By Sjoerd Kloosterhuis & Madelon van Schie

Now that the effects of climate change can no longer be denied, the majority of environmental scientists agree that new socio-economic models are needed to design our lives. Reality will probably even force us to accept that progress has its limits, at least if we see progress only as economic growth. “When it comes to a major shift in paradigm like this, academics state that it is not so much about a different direction for organisations and society, but about a fundamentally different way of thinking, about our political and health care systems, labour relations and education, about financial systems, about doing business and living together.”

Even though Milena Bonilla does not actively look for new socio-economic models in her work, many of her works of art do explore this field. Nature, history, science, literature, education, the mass media – these are all topics regularly covered in Bonilla’s videos, installations and drawings. This visual artist strongly emphasizes the power of both language and historical processes in her work. She looks for the real meaning that the documents she studies represent, and after that she investigates how they have influenced our view of reality. Bonilla does not primarily focus on finding the truth. In the first place, her work explores the political complexities between people, language and non-human creatures. The work aims to identify the cracks that these interactions have left behind in silence. Cracks caused by pre-programmed points of view and logic. Cracks that have often resulted in a rather different opinion of the general public compared to the facts of reality.

The video installation An Enchanted Forest (2013-2014), tells us the fascinating story about a group of red reindeer that lived in the Bohemian Forest until the beginning of the Cold War – a forested area stretching from Germany to the Czech Republic. The Iron Curtain divided the forest into two parts, creating two separate herds divided by an area of no man’s land. When the Wall came down in 1989 this did not change.
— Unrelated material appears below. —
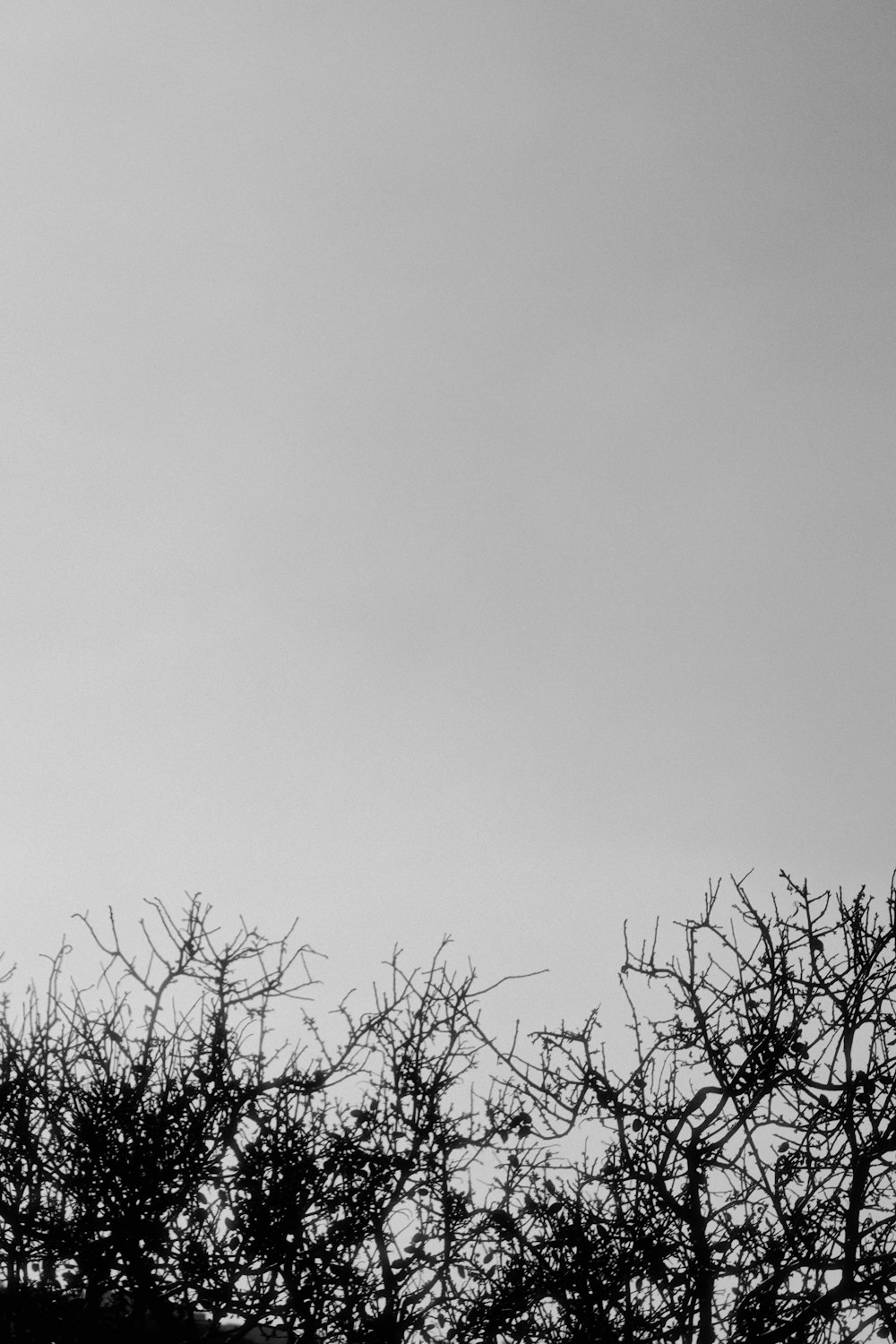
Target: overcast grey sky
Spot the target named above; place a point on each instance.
(447, 470)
Even though the fence was removed and the animals were able to move freely into each other’s territories, scientists found that the female red reindeer did not cross the border. Even after a few years this still had not changed.

The photographs and the sculpture in this installation show both the Bohemian Forest itself and the fixed routes that the reindeer take in the area of no man’s land, revealing the various aspects of this extraordinary natural area to the visitor. This installation plays with reality and fiction. Two stories, one about a group of anarchists moving into the forest and the one about the two separate herds of reindeer are used to address the themes of control of territory, bio politics, geopolitics and pacific resistance.
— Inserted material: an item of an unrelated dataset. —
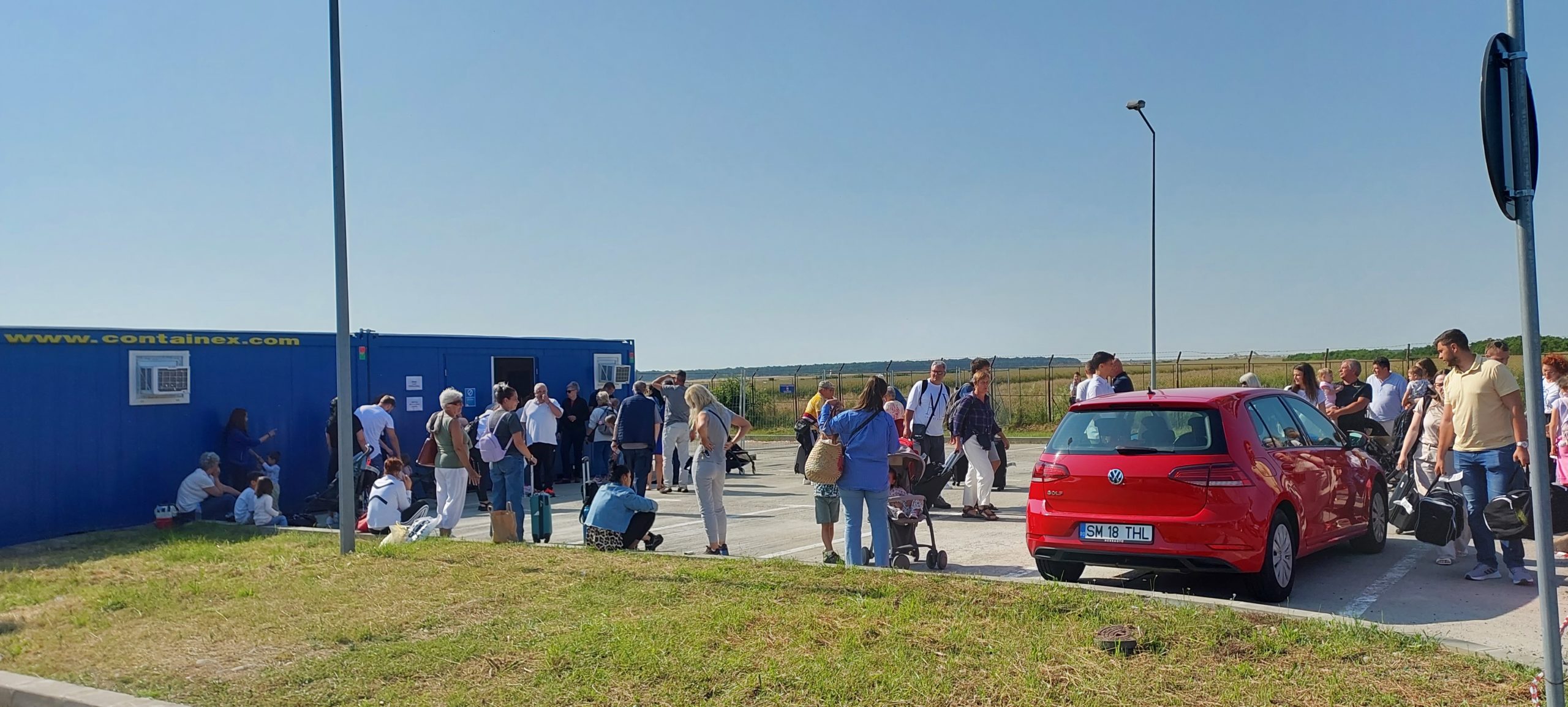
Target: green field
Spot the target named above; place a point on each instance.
(214, 615)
It remains a mystery why the animals do not cross the border. The installation does not attempt to provide an answer. The video is more about revealing the unintended and, in this case, positive effect of the Cold War. The fact that there were no people living in this area, allowed animals and plants to live and develop without being disturbed, resulting in a unique natural habitat. However, do these two herds of red reindeer really exist? Or are they a myth created by Bonilla after all?